Our engineers have just deployed a data pattern that we’ve not seen before, where they create a very large amount of new data in FDB on a periodic basis, and then clean up old versions of that data. It takes a comparatively long time to build a stable view of the data, and handling mutations to the ‘live’ dataset is complex and error prone, so they build a completely new dataset under a new prefix each (day, week, whatever), adjust a single key which tells the rest of the system which copy to use once it’s stable, and then delete the entire prefix of the old version.
What we are seeing, when this feature is turned on, is our disk usage just constantly increasing even though they are supposedly deleting old prefixes. My investigations of this led me to Data retention after deleting a key range using SSD engine - #6 by gaurav, where I found out that neither ssd-2
(what we were using until a few months ago) or ssd-redwood-1
(what we are using now, on FDB 7.3) clean up old data on disk by default. The data is retained in the on-disk B+Tree, and only actually compacted/deleted when the tree is completely rebuilt as part of the process being excluded.

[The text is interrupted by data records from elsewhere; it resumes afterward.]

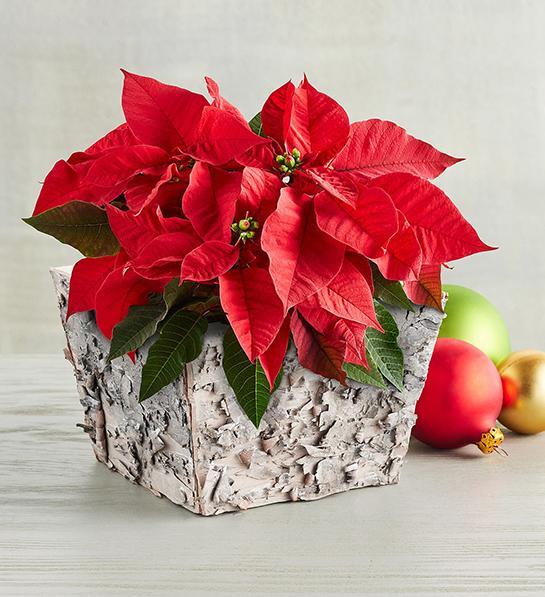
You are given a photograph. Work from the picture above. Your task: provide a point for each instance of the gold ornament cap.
(490, 441)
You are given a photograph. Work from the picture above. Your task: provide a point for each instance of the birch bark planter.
(194, 445)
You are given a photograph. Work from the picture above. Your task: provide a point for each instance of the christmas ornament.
(523, 378)
(461, 399)
(471, 317)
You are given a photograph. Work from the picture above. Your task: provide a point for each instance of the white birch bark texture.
(193, 444)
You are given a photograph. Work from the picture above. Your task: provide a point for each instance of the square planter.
(193, 444)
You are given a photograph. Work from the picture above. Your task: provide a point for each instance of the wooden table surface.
(459, 522)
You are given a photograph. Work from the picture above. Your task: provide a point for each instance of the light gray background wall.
(468, 76)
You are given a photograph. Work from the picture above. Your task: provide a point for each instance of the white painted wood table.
(458, 522)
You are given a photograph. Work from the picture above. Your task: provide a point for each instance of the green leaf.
(383, 348)
(390, 291)
(179, 342)
(139, 325)
(81, 225)
(371, 376)
(256, 125)
(247, 379)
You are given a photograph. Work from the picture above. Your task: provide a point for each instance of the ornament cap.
(490, 441)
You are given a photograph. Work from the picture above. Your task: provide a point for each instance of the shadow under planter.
(193, 444)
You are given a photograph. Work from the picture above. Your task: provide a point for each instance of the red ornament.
(462, 397)
(511, 391)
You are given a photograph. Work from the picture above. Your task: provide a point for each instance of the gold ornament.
(490, 441)
(524, 373)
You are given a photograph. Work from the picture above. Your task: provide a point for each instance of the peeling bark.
(193, 444)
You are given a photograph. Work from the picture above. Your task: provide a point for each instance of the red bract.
(282, 225)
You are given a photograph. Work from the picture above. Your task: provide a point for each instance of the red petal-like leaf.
(67, 182)
(87, 277)
(209, 260)
(260, 156)
(354, 337)
(306, 119)
(365, 228)
(377, 147)
(119, 164)
(133, 231)
(164, 191)
(363, 265)
(271, 360)
(441, 230)
(339, 184)
(427, 289)
(159, 114)
(303, 258)
(163, 256)
(317, 352)
(121, 289)
(210, 201)
(120, 136)
(348, 296)
(252, 307)
(220, 102)
(403, 256)
(276, 113)
(222, 137)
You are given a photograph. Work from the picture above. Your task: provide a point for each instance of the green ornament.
(472, 318)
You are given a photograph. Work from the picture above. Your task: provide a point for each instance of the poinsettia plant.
(296, 225)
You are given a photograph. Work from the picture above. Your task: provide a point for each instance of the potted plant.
(258, 302)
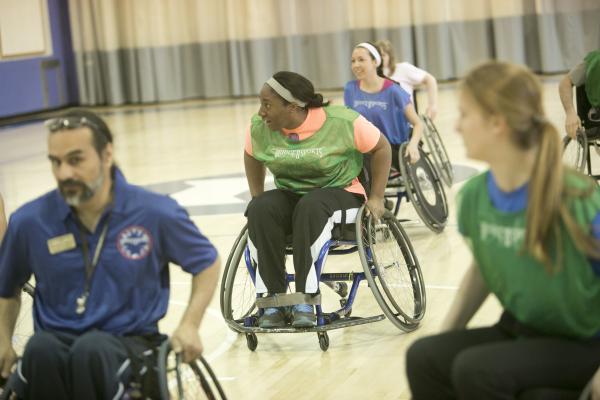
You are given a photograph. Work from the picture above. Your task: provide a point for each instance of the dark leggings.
(505, 361)
(309, 218)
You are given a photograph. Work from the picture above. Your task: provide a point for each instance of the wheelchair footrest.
(238, 326)
(288, 299)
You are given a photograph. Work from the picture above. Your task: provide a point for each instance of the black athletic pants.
(58, 365)
(504, 361)
(309, 219)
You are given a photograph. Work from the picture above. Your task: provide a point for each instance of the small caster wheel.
(251, 341)
(323, 340)
(342, 289)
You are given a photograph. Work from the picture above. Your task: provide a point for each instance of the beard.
(76, 192)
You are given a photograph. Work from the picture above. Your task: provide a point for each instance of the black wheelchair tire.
(391, 308)
(232, 268)
(435, 218)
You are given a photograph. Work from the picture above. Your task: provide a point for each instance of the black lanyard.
(90, 265)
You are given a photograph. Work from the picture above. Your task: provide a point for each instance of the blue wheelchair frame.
(248, 321)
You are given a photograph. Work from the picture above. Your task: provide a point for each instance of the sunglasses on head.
(57, 124)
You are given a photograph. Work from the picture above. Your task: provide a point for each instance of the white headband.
(283, 92)
(371, 50)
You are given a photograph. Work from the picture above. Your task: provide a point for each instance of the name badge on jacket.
(61, 243)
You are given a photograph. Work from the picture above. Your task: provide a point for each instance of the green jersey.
(328, 158)
(565, 302)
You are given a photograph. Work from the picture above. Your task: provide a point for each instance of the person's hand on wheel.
(186, 340)
(376, 206)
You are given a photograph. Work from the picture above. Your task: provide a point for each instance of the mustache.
(71, 182)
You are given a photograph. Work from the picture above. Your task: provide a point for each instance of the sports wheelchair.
(389, 265)
(421, 183)
(172, 378)
(577, 152)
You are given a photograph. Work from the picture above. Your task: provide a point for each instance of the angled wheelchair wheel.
(24, 324)
(179, 380)
(575, 151)
(438, 151)
(238, 295)
(425, 190)
(392, 269)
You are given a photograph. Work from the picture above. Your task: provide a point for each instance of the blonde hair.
(385, 46)
(515, 93)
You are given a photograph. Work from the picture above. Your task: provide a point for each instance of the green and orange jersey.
(325, 150)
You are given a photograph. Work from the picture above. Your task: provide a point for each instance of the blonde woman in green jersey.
(532, 225)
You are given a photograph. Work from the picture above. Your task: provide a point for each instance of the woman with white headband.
(383, 102)
(315, 153)
(409, 76)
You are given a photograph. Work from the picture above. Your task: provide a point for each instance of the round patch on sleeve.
(134, 242)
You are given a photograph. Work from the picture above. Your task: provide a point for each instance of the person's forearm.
(565, 91)
(2, 220)
(417, 133)
(255, 174)
(472, 293)
(9, 311)
(431, 84)
(381, 161)
(203, 287)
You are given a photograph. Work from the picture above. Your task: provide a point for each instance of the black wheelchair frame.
(176, 379)
(421, 185)
(241, 313)
(577, 152)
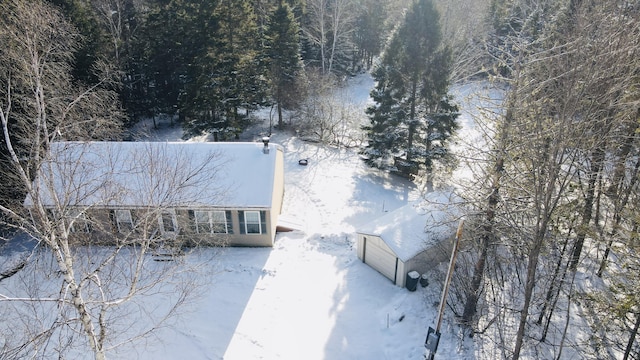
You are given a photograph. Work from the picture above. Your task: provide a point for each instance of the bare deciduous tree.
(72, 295)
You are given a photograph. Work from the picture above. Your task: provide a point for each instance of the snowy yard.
(310, 297)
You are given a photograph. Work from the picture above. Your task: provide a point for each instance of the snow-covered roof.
(417, 226)
(231, 175)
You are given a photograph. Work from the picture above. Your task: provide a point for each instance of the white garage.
(411, 238)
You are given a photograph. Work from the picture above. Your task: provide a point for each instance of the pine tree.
(411, 98)
(283, 54)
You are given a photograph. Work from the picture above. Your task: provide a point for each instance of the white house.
(412, 238)
(204, 192)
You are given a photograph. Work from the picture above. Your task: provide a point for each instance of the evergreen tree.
(413, 117)
(283, 54)
(227, 74)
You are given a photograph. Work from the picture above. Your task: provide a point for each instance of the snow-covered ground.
(309, 297)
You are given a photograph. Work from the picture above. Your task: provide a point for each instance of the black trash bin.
(423, 280)
(411, 282)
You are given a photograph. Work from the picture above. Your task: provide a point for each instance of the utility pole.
(433, 335)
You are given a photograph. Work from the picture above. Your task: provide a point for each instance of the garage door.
(378, 255)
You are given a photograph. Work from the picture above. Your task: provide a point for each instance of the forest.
(552, 215)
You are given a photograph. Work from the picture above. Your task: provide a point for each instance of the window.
(203, 225)
(79, 221)
(124, 220)
(168, 221)
(217, 222)
(252, 222)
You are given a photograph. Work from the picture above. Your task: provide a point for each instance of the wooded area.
(552, 230)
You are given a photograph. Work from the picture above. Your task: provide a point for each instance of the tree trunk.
(597, 158)
(530, 283)
(632, 338)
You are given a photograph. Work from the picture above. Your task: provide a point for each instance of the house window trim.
(259, 223)
(79, 222)
(174, 221)
(119, 221)
(214, 224)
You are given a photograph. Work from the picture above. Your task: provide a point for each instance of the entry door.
(380, 257)
(168, 223)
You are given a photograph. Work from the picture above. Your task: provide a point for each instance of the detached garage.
(411, 238)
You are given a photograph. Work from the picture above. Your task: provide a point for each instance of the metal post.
(433, 337)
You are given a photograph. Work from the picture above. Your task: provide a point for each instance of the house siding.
(104, 230)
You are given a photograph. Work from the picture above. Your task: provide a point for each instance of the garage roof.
(418, 226)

Based on that, enabling perpetual_storage_wiggle=1 storage_migration_type=gradual
should help with our erroneous data retention issues, as to my understanding (including when we enabled it for our ssd-2
→ ssd-redwood-1
migration) is that it effectively excludes a storage process at a time, allows it to empty and completely wipe it’s disk, and then re-includes it to migrate data back via normal rebalancing. As the data is migrated away from the process (and the same or other data later migrated back to it) it is compacted.
The problem is that this means we have to maintain a very high overhead of ‘available’ disk. In our dev
clusters in particular, we don’t need high performance but we do have quite a lot of data. So we only have 2 storage processes, each on their own EC2 instance, per replication boundary (we’re running in three_data_hall
mode, and our replication boundary is the AWS AZ). That means that each process needs to maintain >50% free disk space to be able to hold the entirety of the data from the other process when it is wiggled.
I’m also not clear on what would happen to the temporarily-moved data after the wiggle was complete. If process A is wiggled, and all it’s data is migrated to process B such that process B is now, say, 80% full on disk, then process A wipes it’s on-disk copies and is re-included so that the K/V data is redistributed between both processes again, will process B remain at 80% disk usage because it hasn’t been completely excluded? So with only 2 storage processes per replication boundary we’re effectively just bouncing that very high usage between them as they are wiggled? Do we need to move to a pattern of more horizontal scaling where we have more processes in a replication boundary such that when one is wiggled the data from it is distributed between the others?